Oh dear – nother day, another conversation with Nelson McCausland on the Nolan Show. Despite temptations not to, I like Nelson – in fact I exchanged a few pleasant words with him in the Linenhall Library earlier this week. But when he gets on the airwaves, he really does talk some poppycock. Maybe he knows it’s poppycock and goes on speaking it just the same. Or maybe he believes it. Either way it’s poppycock.
This morning he was on talking about Jeremy Corbyn and the appalling fact that he had, in the past, republican sympathies, that he believed in a united Ireland, that he met with Irish republicans. Pretty awful, eh? The fact is, Jeremy Corbyn and a number of other people, including Fr Alex Reid and John Hume, talked to republicans during the Troubles. Why? Because they knew that republicans were engaged in violence as a last resort – there seemed no other option. The way to keep the violence going was to stay well away from those thus engaged. The rational – and courageous – thing to do was to talk to those thus involved and work with them to achieve conditions where they felt they could pursue their objectives without resort to violence.
Colum Eastwood has said t he thinks victims should not be used by politicians.
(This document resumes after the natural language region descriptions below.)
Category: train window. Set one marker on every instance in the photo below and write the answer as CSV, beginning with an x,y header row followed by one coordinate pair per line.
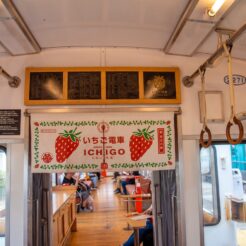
x,y
3,166
210,196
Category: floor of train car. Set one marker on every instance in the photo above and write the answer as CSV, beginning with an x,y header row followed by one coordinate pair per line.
x,y
105,226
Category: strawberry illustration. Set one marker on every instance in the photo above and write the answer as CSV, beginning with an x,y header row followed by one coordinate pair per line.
x,y
66,144
140,142
47,157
I couldn’t agree more. But one of Nelson’s objections to Corbyn was that he attended a ceremony commemorating some IRA men who had been killed. Why raise the past and denigrate one section of people, if you’re not intent on furthering your political career on the back of past violence and those who suffered?
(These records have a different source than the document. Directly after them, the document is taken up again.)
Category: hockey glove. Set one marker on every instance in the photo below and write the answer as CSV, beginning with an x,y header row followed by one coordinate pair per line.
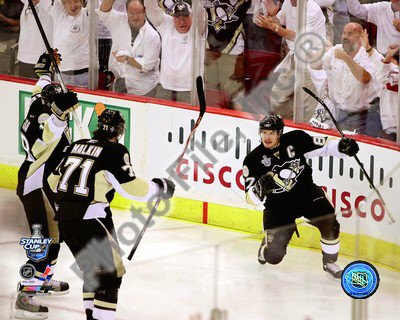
x,y
264,185
63,104
348,146
166,187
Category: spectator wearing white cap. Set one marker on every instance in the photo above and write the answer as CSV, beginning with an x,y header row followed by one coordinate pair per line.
x,y
385,15
135,57
71,38
176,52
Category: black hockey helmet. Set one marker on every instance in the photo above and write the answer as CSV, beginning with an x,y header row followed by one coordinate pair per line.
x,y
111,123
272,122
50,92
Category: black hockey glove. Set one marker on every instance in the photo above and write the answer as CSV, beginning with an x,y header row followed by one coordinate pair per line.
x,y
348,146
264,185
63,104
167,187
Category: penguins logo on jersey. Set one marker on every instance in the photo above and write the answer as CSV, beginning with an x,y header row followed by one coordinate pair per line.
x,y
222,14
286,175
266,161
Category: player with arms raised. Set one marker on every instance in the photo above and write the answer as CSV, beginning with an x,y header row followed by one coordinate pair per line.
x,y
277,175
44,135
91,171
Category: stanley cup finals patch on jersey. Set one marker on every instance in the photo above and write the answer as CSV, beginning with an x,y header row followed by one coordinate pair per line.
x,y
37,246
Near the end of our discussion, a man rang in telling me that I claimed victimhood for dead republican paramilitaries. The fact that I had made no such claim didn’t seem to bother him. But when I asked why so many hundreds, perhaps thousands of young men and women engaged in violence during the Troubles, the answer was ‘They had a choice’. Which of course was a way to avoid answering my question about why so many resorted to violence.
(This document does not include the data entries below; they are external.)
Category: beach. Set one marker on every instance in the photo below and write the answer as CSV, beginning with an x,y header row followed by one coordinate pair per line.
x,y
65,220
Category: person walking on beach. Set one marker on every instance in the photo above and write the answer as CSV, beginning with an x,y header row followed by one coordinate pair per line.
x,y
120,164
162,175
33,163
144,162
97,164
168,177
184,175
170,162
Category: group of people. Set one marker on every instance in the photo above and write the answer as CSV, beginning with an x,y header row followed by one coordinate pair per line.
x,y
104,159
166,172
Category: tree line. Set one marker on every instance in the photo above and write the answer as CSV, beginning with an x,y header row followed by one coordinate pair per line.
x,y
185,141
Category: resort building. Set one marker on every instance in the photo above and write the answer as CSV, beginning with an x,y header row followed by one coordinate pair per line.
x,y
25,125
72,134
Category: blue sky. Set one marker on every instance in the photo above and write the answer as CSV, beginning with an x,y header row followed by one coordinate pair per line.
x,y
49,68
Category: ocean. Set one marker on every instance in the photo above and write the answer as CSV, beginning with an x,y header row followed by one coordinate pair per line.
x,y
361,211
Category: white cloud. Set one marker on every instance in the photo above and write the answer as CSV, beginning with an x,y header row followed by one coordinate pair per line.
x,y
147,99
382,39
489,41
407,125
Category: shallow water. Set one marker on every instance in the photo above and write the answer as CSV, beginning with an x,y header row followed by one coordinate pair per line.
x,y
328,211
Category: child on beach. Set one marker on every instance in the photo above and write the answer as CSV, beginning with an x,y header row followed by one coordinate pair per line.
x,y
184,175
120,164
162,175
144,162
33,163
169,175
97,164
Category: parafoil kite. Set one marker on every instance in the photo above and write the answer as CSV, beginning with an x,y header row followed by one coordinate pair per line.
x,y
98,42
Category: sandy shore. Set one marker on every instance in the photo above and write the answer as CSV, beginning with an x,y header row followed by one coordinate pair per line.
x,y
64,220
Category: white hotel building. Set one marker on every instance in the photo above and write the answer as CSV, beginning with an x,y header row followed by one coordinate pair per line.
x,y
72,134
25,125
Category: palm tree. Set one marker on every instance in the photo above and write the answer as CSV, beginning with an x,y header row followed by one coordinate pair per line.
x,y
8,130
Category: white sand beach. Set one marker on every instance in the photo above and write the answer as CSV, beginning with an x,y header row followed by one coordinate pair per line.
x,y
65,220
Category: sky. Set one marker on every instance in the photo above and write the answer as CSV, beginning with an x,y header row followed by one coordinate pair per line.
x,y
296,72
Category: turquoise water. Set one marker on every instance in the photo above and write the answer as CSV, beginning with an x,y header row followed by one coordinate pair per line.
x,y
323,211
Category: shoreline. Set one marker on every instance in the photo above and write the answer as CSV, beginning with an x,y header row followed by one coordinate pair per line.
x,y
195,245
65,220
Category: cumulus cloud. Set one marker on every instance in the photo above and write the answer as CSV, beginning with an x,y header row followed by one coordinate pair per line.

Except you believe that a communal blood-lust suddenly descended on hundreds of young men and women, driving them to go out and murder people, you have to accept that the experience of Catholics in our NEN for the first fifty years of its existence, was one of blatant gerrymandering and discrimination, which was followed by violence at the hands of British soldiers and the RUC. As Paul McCartney sang in his (quickly banned) song:
“Tell me how would you like it
If on your way to work
You were stopped by Irish soldiers
Would you lie down, do nothing,
Would you give in, or go berserk?”
As a British subject, I wonder what Nelson would have done in the situation sketched by McCartney?